Получает свою долю и Вальди, кошка тоже, она трется о ноги парней.
Парни усталые и сонные, и, заглушив голод, они ставят посудину в колодец, уносят хлеб и кружки. Месяц, полосами светящийся в окно, выхватывает кровать матери, пустую и жуткую. Они не осмеливаются оставаться в доме на ночь, берут постельное белье и взбираются на чердак амбара. Усталость подавляет отчаяние, и хотя Вальди снова начинает свою жалобную песнь и море как будто шумит сильнее, сон смыкает глаза. Но Вальди не знает покоя, она задирает нос к луне и воет, воет.
Ранним утром на следующий день матушка Нээме снова приходит доить коров. Если на людей падет кара небесная за их грехи, виноваты ли в чем-то животные, почему должны страдать и они?
До сих пор от матери нет ни весточки.
Деревенские, идя дорогой мимо Мяннику, к берегу, все будто воды в рот набрали при виде парнишек. Да, они вроде слышали, что их мать в Ватку, но ее ведь взяли туда только для осмотра. Но и сами говорящие не верят этому слову—«осмотр», «обследование», почти не верят ему и братья из Мяннику.
И все же в них еще теплится надежда.
Она остывает и гаснет утром в среду, когда на море тарахтит моторка, тянущая за собой пустую, скачущую, будто щенок, рыбацкую лодку. Моторка везет на Весилоо врачей из Хары и из Ватку, сестру милосердия и полицейского офицера, констебля, из Хары.

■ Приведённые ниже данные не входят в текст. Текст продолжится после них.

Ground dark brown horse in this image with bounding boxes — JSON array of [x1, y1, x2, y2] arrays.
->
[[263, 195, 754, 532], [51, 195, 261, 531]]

Когда все вчетвером, предводительство констеблем, они направляются через деревню к усадебке Мяннйку, братьями овладевает ужас, они страшатся, что их заберут и отправят в Ватку. Они убегают из дома в сосняк, а когда за ними приходят и туда, мальчишки припускаются к морю через можжевельниковую поросль. И вот впереди море, и им уже некуда скрываться. «Мы не прокаженные, мы не прокаженные!»— кричат они констеблю, который как представитель закона следует за ними первый.
За констеблем идут два врача, сестра милосердия и, отставая на несколько десятков шагов, целая толпа деревенских. Крики мольбы, издаваемые братьями, действуют на людей, у многих слезы набегают на глаза, лица врачей становятся строже, печальнее. Оба врача пытаются успокоить парнишек, мол, и мать у них скоро поправится и вернется домой. Но ребята уже не верят ничему и никому, они прямо в одежде лезут в море. Берег в этом месте обрывистый, вскоре под ногами Пауля и Яана пропадает дно, и они плывут к отмели Урвераху, до которой отсюда полкилометра. Словно два тюленьих детеныша, они порой поднимают голову и оглядываются.
— Утонут! Они утонут!— слышатся голоса с берега.
Констебль ступает по воде вслед за ними, пока вода не доходит ему до груди, он, видимо, не уверен, что сможет далеко плыть, и возвращается на берег. Вблизи нет ни одной лодки — все лодки на приколе у нижней бухты. И пока на берегу ходят туда-сюда, кричат братьям, уговаривая их, машут рукой, ноги Яана касаются дна отмели.
На отмели Урвераху нет ни деревца, ни куста, только громадные камни. Дрожа от усталости, парни прячутся под один из таких утесов, поглядывая из-за него на берег Весилоо.